# Hugging Face Crash Course

Pre-training and fine-tuning is one of the dominant paradgims in natural language processing. Here, models are developed in two phases

1. train a large language model to develop generalizable language abilities
2. add a classifier on top (typically) that you train to be good at your specific objective 


This notebook is meant to help you get started with Hugging Face and the transformers library. This library is fairly easy to use, but does provide a high level of abstraction. If you plan to dive deeper into Hugging Faces, I recommend brushing up on NLP concepts to make sure you understand what's going on under the hood.

Also note that you will most likely run up against cloud.gov's memory limits when you install these packages and run this notebook.

In [1]:
from transformers import pipeline, AutoModelForSequenceClassification

## Auto Models

Auto Models are a generic class that will be instantiated with the pre-trained model you specify. In other words, this gives you easy access to BERT, RoBERTA, LLAMA, and other powerful LLMs

In [2]:
NUM_LABELS = 2

For demonstration purposes, we're telling the Auto Model class to add a classification layer with two possible labels. ```NUM_LABELS``` can be set to an arbitrary number of classes. 

In [3]:
bert_model = AutoModelForSequenceClassification.from_pretrained('bert-base-uncased', num_labels = NUM_LABELS)

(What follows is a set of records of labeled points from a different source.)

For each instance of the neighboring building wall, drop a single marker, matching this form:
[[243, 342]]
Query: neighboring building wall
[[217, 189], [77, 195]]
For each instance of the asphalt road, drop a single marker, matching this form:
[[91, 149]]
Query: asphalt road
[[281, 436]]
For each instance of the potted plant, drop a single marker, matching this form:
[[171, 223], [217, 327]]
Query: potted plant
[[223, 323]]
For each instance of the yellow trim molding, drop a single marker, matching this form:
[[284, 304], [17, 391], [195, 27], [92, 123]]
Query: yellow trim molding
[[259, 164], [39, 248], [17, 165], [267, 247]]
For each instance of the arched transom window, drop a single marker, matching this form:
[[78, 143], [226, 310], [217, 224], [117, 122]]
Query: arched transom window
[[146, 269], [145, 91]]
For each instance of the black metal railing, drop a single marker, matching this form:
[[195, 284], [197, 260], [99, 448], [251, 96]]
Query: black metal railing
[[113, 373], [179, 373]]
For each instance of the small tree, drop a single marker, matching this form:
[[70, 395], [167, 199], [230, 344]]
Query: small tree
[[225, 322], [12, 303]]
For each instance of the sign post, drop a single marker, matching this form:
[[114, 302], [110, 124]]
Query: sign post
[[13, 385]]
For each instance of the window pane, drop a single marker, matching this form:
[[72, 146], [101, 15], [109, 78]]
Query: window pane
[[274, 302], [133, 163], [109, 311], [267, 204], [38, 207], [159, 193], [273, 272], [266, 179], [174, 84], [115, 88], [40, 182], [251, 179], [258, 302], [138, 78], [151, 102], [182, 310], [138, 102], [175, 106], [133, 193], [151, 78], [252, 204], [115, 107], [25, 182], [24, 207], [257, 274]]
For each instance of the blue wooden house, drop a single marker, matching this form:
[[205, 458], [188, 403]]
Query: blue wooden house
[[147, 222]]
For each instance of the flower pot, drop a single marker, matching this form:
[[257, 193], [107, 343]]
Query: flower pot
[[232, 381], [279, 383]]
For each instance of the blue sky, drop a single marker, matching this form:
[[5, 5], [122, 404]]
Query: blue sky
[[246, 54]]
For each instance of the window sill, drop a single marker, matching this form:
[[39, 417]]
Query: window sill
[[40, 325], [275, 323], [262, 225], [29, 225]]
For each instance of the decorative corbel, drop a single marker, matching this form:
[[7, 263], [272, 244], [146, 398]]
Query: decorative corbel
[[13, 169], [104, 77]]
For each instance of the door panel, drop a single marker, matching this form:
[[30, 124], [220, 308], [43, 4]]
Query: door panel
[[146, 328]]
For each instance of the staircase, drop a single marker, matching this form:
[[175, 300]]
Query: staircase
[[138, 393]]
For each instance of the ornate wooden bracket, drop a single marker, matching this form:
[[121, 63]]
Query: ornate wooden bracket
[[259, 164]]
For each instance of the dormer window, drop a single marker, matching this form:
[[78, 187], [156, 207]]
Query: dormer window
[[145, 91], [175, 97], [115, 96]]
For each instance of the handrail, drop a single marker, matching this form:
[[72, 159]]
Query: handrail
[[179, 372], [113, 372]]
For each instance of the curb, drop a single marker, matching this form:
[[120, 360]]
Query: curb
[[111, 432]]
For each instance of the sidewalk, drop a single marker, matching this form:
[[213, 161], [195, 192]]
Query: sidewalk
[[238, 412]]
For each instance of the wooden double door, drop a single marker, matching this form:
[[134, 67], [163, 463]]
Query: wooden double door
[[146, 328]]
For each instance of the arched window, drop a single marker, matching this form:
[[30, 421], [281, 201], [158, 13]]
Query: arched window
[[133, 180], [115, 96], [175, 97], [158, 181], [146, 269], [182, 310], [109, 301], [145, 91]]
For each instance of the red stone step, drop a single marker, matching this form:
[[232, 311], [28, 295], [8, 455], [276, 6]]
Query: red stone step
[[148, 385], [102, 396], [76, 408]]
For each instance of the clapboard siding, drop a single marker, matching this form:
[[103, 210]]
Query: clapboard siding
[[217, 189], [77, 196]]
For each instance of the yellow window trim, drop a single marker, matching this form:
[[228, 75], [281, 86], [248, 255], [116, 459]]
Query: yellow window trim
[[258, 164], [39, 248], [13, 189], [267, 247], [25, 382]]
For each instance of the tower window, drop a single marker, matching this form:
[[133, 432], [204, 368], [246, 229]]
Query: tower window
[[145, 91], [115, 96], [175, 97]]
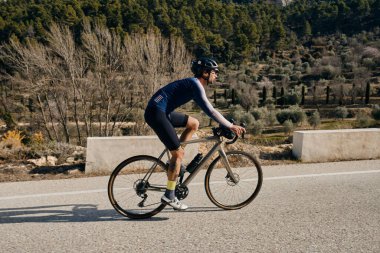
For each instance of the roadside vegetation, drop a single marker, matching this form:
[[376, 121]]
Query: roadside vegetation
[[70, 71]]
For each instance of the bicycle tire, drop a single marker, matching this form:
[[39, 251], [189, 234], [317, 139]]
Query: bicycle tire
[[125, 181], [246, 168]]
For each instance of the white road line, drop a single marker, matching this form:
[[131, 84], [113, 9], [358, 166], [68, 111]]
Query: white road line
[[201, 183]]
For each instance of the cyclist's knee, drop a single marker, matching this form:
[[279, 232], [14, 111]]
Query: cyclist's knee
[[178, 154], [192, 123]]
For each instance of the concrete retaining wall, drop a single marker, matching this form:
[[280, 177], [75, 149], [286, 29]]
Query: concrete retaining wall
[[336, 145], [105, 153]]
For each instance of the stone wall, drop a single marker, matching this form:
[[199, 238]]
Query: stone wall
[[336, 145]]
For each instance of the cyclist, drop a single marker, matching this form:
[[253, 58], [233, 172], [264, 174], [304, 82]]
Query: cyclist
[[162, 118]]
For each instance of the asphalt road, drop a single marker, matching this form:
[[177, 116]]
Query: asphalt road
[[329, 207]]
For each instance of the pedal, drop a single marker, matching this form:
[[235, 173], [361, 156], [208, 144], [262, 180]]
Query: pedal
[[141, 204]]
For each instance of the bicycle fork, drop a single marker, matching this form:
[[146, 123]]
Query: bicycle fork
[[226, 164]]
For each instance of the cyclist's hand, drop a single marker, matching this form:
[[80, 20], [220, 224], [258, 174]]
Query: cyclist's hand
[[237, 129]]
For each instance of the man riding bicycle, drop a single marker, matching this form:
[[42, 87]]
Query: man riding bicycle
[[162, 118]]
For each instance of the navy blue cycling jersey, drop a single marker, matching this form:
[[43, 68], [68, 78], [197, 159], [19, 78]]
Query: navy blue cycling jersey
[[179, 92]]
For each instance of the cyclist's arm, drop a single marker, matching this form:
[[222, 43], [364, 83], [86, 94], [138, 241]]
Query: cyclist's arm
[[201, 99]]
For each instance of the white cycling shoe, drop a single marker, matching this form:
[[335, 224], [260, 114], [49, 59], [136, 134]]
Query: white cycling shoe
[[175, 203]]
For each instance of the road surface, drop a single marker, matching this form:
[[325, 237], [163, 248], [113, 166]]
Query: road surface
[[328, 207]]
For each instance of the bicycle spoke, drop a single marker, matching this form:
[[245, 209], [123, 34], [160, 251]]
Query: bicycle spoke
[[223, 190]]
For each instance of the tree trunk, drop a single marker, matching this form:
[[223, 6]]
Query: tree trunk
[[44, 117]]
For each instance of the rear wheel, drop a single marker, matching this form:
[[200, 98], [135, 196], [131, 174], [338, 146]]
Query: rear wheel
[[221, 189], [132, 192]]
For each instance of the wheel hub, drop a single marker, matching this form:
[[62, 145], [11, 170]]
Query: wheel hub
[[140, 187], [230, 181], [181, 192]]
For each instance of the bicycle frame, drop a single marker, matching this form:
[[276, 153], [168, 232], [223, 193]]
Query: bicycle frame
[[216, 148]]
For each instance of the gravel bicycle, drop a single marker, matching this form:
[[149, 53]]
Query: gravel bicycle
[[233, 179]]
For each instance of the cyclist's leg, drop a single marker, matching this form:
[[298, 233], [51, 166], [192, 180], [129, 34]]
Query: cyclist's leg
[[183, 120], [163, 127], [191, 127]]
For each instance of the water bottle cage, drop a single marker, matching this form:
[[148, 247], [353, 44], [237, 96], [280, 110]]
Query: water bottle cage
[[223, 132]]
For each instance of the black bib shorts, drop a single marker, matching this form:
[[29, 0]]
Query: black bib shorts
[[163, 125]]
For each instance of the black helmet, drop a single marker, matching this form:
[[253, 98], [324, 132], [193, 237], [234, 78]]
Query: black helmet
[[203, 64]]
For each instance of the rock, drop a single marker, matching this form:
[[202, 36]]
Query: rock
[[74, 172], [70, 160], [51, 160], [38, 162]]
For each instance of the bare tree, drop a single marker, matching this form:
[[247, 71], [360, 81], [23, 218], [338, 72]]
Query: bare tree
[[93, 85]]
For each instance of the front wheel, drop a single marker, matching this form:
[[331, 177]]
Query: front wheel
[[136, 185], [226, 193]]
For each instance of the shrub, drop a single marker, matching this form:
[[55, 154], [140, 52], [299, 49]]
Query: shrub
[[363, 120], [341, 112], [376, 112], [258, 127], [271, 118], [288, 126], [293, 113], [239, 115], [293, 99], [259, 113], [315, 119]]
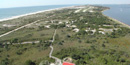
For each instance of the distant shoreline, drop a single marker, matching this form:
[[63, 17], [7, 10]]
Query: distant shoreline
[[117, 21], [15, 17]]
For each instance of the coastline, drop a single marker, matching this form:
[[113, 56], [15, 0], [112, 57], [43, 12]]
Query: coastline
[[15, 17], [117, 21]]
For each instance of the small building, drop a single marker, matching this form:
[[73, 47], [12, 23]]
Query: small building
[[67, 63], [101, 32], [73, 26], [52, 64], [47, 26], [76, 30]]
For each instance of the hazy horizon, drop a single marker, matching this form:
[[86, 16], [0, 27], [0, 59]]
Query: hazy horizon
[[25, 3]]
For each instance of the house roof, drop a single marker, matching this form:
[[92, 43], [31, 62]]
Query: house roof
[[67, 63]]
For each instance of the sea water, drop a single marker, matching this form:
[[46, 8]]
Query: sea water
[[119, 12], [10, 12]]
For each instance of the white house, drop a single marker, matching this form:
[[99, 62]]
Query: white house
[[76, 30]]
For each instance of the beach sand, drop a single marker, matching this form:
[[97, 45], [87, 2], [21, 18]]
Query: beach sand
[[15, 17], [117, 21]]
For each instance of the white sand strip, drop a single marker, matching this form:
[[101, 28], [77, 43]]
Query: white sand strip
[[14, 17]]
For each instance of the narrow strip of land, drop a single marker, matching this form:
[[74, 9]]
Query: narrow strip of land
[[19, 28]]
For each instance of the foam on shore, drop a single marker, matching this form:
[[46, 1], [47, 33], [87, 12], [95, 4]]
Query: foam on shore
[[15, 17], [117, 21]]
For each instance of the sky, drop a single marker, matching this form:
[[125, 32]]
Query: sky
[[23, 3]]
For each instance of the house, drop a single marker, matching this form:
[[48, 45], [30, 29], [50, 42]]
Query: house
[[101, 32], [47, 26], [67, 63], [73, 26]]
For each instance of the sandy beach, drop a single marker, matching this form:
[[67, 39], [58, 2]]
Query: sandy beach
[[117, 21], [15, 17]]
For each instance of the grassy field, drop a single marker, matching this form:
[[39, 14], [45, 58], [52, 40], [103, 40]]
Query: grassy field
[[84, 47]]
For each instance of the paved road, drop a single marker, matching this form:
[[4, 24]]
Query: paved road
[[57, 60], [19, 28]]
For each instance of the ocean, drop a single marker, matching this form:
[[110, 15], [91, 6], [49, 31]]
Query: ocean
[[119, 12], [10, 12]]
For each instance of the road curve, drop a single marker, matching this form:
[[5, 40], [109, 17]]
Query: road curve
[[57, 60]]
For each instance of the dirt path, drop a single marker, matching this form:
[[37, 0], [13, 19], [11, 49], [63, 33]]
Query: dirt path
[[57, 60], [19, 28]]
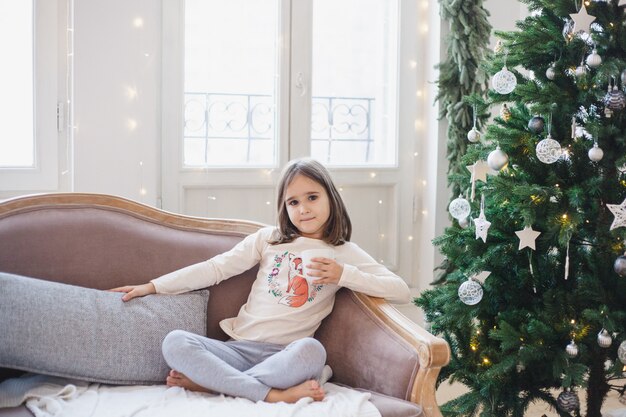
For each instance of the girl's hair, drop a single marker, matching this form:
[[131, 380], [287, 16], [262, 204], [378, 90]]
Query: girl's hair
[[338, 228]]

Some weights of BertForSequenceClassification were not initialized from the model checkpoint at bert-base-uncased and are newly initialized: ['classifier.bias', 'classifier.weight']
You should probably TRAIN this model on a down-stream task to be able to use it for predictions and inference.


In [4]:
bert_model

BertForSequenceClassification(
  (bert): BertModel(
    (embeddings): BertEmbeddings(
      (word_embeddings): Embedding(30522, 768, padding_idx=0)
      (position_embeddings): Embedding(512, 768)
      (token_type_embeddings): Embedding(2, 768)
      (LayerNorm): LayerNorm((768,), eps=1e-12, elementwise_affine=True)
      (dropout): Dropout(p=0.1, inplace=False)
    )
    (encoder): BertEncoder(
      (layer): ModuleList(
        (0-11): 12 x BertLayer(
          (attention): BertAttention(
            (self): BertSelfAttention(
              (query): Linear(in_features=768, out_features=768, bias=True)
              (key): Linear(in_features=768, out_features=768, bias=True)
              (value): Linear(in_features=768, out_features=768, bias=True)
              (dropout): Dropout(p=0.1, inplace=False)
            )
            (output): BertSelfOutput(
              (dense): Linear(in_features=768, out_features=768, bias=True)
              (LayerNorm): LayerNorm((768,), eps=1e-12,

In [5]:
distilbert = AutoModelForSequenceClassification.from_pretrained('distilbert/distilbert-base-uncased', num_labels = NUM_LABELS)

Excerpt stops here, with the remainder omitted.